Thomas Galbraith’s TEFAF Presentation on Top Performing Artists: Part Four of Four
In part one and part two of my presentation, I explained the artnet Index methodology and spoke about sales volume and sales value for top performing artists. In part three, I discussed how the markets for specific artists can be manipulated. This week, in the final part of my presentation, I will speak about the correlation between an artist’s exhibition history and his or her market performance.
Identifying high reward investments early on, while mitigating the high risk associated with them, is a difficult task. One such indicator of reward investments can be exhibitions. We can track our chosen top performers against their exhibition history, and look at some of their contemporaries who saw mixed success in comparison, in an attempt to identify the early stages of a trend.
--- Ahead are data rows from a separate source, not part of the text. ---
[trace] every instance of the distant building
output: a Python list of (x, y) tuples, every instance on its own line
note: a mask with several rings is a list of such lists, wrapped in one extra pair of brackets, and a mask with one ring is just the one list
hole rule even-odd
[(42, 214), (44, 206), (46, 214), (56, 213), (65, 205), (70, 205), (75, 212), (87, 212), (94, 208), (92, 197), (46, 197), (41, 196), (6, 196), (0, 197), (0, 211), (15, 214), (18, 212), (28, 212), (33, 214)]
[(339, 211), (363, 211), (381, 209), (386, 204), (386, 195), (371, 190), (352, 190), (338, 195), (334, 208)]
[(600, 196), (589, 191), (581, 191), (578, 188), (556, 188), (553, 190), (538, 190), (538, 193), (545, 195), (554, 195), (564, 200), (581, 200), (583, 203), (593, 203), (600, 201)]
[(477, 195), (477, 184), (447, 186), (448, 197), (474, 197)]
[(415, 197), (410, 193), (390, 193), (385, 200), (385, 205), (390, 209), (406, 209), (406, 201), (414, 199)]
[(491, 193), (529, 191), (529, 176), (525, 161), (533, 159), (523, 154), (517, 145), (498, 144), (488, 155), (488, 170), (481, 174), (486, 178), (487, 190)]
This is by no means revolutionary, and as with any model, there remain risks. Though as previously discussed, there are many forms of information that can be gathered to aid the decision making process. One may argue that there is a fundamental relationship between increases in exhibitions and sale prices or performance.
When looking at the same artists I discussed earlier in my presentation, Chuck Close (American, b.1940), Gerhard Richter (German, b.1932), and Andy Warhol (American, 1928–1987), there are the beginnings of a discernible correlation between exhibitions and sale prices or performance. For the purposes of this presentation, I only included major exhibitions, single artist retrospectives, and prominent group shows with a primary focus on our selected artists. My analysis consisted of exhibitions that were held at museums or galleries and achieved international attention.
The results indicate a lagged correlation between exhibitions and sales, best demonstrated by Close and Richter. Warhol is somewhat beyond this as his market was already well internationally established by 2002; he was no longer an emerging artist at this time.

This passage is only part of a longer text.